En fait de faits, je tiens surtout à l’exactitude, quoi qu’ils prouvent ou semblent prouver. Ne pouvant cependant vérifier par moi-même celui qu’on allègue, j’ai cru devoir au moins consulter les journaux du lieu où l’on dit qu’il se passe. Voici comment s’exprime le Manchester Times[1] :

« Nos lecteurs connaissent sans doute la fable des Trois Corneilles, inventée pour montrer ce qu’on peut échafauder d’impostures sur un petit brin de vérité. Depuis quelques jours, certains journaux et certaines harangues nous donnent une version de la fable presque aussi instructive que la fable elle-même. Vendredi dernier, nous annoncions que quelques fabricants de rouleaux, dans les environs de Manchester, avaient manifesté l’intention de réduire de 5 pour 100 le salaire de leurs ouvriers, mais notre correspondant ne nous avait pas donné les détails de cette affaire. Il paraît qu’il y a quelques mois les ouvriers employés à la fabrication des rouleaux, quoiqu’ils gagnassent plus qu’ils n’avaient jamais fait, demandèrent une réduction d’une heure dans la journée de travail, sans une réduction correspondante de salaire. Après quelque hésitation, les fabricants accédèrent à la demande. Ils consentirent à payer aux ouvriers les mêmes salaires pour dix heures que pour onze heures de travail, et même ils élevèrent de 5 pour 100 le prix de l’ouvrage à la tâche, en les avertissant néanmoins que ce changement devait être considéré comme une expérience et que l’augmentation du salaire serait subordonnée à celle du prix des rouleaux. La dépression récente de l’industrie cotonnière ayant nui à la demande des machines, le prix des rouleaux s’en est ressenti, et les fabricants, en vertu de la réserve convenue, ont annoncé une réduction de 5 pour 100 sur les salaires de certaines classes d’ouvriers. Ces fabricants sont au nombre de cinq.

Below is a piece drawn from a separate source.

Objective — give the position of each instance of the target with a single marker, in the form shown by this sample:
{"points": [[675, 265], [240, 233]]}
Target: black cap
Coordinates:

« Quel parti a-t-on tiré de ce fait dans les journaux de Londres et à la Chambre des communes ? La première amplification est due au Morning Herald qui s’exprime en ces termes :

« Les fabricants de rouleaux de Stockport, Park Bridge, Oldham, Ashton-under-Lyne, Dukinfield et autres lieux, ont annoncé à leurs ouvriers qu’ils allaient abaisser leurs salaires de 5 pour 100. Cet avis a naturellement créé une grande excitation parmi les ouvriers, qui attribuent avec amertume cette réduction au rappel des lois céréales. Ils demandent à leurs patrons pourquoi ils réduisent les salaires sitôt après la chute des monopoles, et les maîtres leur répondent : — Le pain est à présent à bon marché, vous n’avez plus besoin de gagner autant. »

« Voilà certes un récit bien enflé. Cependant le Standard a renchéri sur son confrère. Mais il appartenait à lord Georges Bentinck de porter l’hyperbole jusqu’à son paroxysme, en s’exprimant ainsi :

« La nouvelle loi céréale et le vote de la loi des sucres n’ont pas suffi pour assurer la prospérité des manufacturiers. À Oldham, Ashton, Stockport et autres villes du Yorkshire, les fabricants ont annoncé à leurs ouvriers une réduction de salaire de 5 pour 100, en leur disant que, puisque les aliments étaient à bas prix, ils pouvaient bien travailler à bon marché.

« Comme les manufacturiers, particulièrement dans les endroits nommés par lord Georges Bentinck, n’ont opéré aucune réduction de salaire, il est clair que toutes ces déclamations reposent sur le simple fait que nous avons nous-mêmes rapporté, etc., etc. »

Telle est la version du Manchester Times. Je n’ai point à me prononcer entre ce journal et le Morning Herald. Je ferai seulement observer que la feuille de Manchester se rédige et s’imprime sur les lieux, qu’elle se distribue aux ouvriers, qu’elle ne peut pas songer à leur en imposer sur un fait qui les touche de si près. Enfin il est notoire que les ouvriers anglais font des meetings publics quands ils le veulent et pour des circonstances moins graves. Jusqu’à ce qu’ils se plaignent eux-mêmes, il nous est donc permis de mettre les exagérations de lord Bentinck et du Morning Herald sur le compte d’un dépit mal déguisé. Il est à regretter que les journaux français s’y soient laissé prendre.

[1]: Il s’agit en réalité du Manchester Guardian, numéro du 19 août 1846. (Voir ici l’article Progress of Fiction), que Bastiat traduit presque intégralement.